Over the course of its 35-year history, MTV has gone through nearly as many makeovers as Madonna. In its latest incarnation, the network formerly known as Music Television is betting that the future is female with two bawdy comedies, Mary + Jane and Loosely Exactly Nicole, about young women chasing their dreams in the big city.
The more successful of the two, Mary + Jane, follows two twentysomething best friends selling pot — excuse me, operating a “mostly legal prescription delivery service” — out of the Eastside Los Angeles apartment they share with a pet chihuahua named Daniel Day-Lewis.
Contrary to what you might expect, their names are not Mary and Jane but, rather, Jordan (Scout Durwood) and Paige (Jessica Rothe). The former is a polyamorous, libertine brunette who believes that random sex cures everything — “headaches, period cramps, Lyme disease.”
The latter is a sensitive blonde who gave up her lifestyle blog to become a “ganja-preneur” and is heartbroken by her recent breakup with a graffiti artist/celebrity DJ known as Softserve.

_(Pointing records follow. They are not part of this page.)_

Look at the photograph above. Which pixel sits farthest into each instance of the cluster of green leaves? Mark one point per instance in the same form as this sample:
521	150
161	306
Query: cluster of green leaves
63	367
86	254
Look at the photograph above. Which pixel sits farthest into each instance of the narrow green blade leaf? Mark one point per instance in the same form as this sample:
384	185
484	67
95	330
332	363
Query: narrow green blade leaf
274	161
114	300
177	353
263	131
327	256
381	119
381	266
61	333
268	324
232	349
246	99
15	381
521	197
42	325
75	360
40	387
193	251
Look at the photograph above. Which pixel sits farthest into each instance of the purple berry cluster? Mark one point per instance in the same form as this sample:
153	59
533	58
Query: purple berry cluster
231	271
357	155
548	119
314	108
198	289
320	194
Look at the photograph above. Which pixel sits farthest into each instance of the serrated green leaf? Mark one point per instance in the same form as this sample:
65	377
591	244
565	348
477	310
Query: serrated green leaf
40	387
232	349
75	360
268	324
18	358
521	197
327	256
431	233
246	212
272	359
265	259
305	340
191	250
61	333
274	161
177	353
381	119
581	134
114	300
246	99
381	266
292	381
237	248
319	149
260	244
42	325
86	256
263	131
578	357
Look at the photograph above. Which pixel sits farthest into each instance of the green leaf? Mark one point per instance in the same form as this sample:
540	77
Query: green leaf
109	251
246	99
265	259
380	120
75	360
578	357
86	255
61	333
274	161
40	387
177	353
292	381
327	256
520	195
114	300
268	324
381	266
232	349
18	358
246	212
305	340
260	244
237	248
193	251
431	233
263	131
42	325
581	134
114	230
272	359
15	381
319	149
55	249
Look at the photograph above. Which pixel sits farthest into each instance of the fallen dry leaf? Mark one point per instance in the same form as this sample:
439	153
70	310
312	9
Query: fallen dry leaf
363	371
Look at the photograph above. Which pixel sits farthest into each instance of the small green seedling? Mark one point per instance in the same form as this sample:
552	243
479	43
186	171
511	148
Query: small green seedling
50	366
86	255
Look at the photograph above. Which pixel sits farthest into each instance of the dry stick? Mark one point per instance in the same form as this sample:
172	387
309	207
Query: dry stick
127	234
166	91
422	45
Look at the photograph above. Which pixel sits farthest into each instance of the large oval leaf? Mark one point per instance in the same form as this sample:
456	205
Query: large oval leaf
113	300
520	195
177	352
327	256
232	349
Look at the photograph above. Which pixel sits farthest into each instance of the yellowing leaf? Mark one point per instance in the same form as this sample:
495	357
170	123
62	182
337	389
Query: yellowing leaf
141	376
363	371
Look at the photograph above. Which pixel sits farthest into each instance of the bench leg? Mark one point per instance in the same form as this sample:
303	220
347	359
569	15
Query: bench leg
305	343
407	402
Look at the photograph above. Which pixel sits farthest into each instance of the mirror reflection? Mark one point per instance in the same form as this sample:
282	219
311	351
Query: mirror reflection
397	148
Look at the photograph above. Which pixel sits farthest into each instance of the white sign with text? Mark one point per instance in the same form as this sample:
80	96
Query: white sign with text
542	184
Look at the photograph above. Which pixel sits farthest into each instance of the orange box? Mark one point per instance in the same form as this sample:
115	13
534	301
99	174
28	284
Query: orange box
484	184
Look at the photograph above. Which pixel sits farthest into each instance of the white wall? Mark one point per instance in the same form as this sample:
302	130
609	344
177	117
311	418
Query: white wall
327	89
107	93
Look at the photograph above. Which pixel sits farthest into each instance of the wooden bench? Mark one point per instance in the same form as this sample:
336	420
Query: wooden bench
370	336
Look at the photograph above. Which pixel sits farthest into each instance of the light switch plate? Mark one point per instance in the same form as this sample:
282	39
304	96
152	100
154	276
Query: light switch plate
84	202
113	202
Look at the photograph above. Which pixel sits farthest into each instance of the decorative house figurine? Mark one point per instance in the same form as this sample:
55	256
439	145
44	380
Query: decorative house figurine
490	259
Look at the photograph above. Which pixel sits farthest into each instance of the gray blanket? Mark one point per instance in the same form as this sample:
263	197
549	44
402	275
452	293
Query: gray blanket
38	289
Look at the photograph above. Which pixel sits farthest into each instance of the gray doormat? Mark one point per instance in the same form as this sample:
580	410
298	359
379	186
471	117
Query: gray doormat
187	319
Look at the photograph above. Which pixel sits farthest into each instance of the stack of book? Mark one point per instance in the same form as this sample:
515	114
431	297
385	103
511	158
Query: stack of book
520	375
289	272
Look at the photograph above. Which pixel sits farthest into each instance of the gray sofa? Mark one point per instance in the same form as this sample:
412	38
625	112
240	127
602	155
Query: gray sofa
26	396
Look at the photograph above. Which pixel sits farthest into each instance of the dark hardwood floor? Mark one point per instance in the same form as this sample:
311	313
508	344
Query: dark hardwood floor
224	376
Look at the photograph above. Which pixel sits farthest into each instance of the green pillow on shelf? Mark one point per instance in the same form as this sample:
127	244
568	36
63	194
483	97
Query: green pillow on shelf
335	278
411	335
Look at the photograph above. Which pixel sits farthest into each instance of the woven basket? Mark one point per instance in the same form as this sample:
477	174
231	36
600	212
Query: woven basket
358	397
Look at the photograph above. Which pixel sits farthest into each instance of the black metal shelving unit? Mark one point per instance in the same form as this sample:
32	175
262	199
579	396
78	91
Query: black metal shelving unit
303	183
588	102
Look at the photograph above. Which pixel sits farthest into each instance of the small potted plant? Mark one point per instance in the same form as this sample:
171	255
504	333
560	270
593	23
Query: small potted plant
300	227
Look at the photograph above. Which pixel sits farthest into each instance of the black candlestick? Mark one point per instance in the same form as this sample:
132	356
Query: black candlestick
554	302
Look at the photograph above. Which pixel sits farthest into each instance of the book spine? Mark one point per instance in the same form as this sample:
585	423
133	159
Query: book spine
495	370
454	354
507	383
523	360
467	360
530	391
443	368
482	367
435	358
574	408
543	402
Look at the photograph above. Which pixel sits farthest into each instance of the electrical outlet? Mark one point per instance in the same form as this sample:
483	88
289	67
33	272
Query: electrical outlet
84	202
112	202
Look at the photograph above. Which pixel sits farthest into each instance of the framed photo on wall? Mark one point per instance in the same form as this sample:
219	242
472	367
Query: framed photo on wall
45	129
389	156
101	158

In between deliveries of bud with punny names like “Kylo Ren Faire,” they partake of such time-honored hipster customs as queuing up for artisanal toast and $15 juice served in baby bottles.
Created by Can’t Hardly Wait screenwriters Harry Elfont and Deborah Kaplan and executive produced by Snopp Dogg, Mary + Jane seems like a rather deliberate hybrid of Broad City, Comedy Central’s hit about two weed-loving best friends, and High Maintenance, the web series turned HBO comedy about a pot delivery service.
But what it lacks in conceptual originality, Mary + Jane just about makes up for in execution, with sharp satirical observations about stoner culture, celebrity, the Silver Lake lifestyle and female friendships.
One particularly funny subplot finds Jordan making a delivery to the home of an unnamed, Brangelina-esque Hollywood A-list couple whose large, multi-ethnic brood of children, forbidden from watching television or movies, relies on an in-house improv troupe for entertainment.
The show is also populated with peripheral characters, including a creaky-voiced, humblebragging scenester named Jenny (but pronounced “Jen-nay”), who are vividly drawn and amusingly absurd.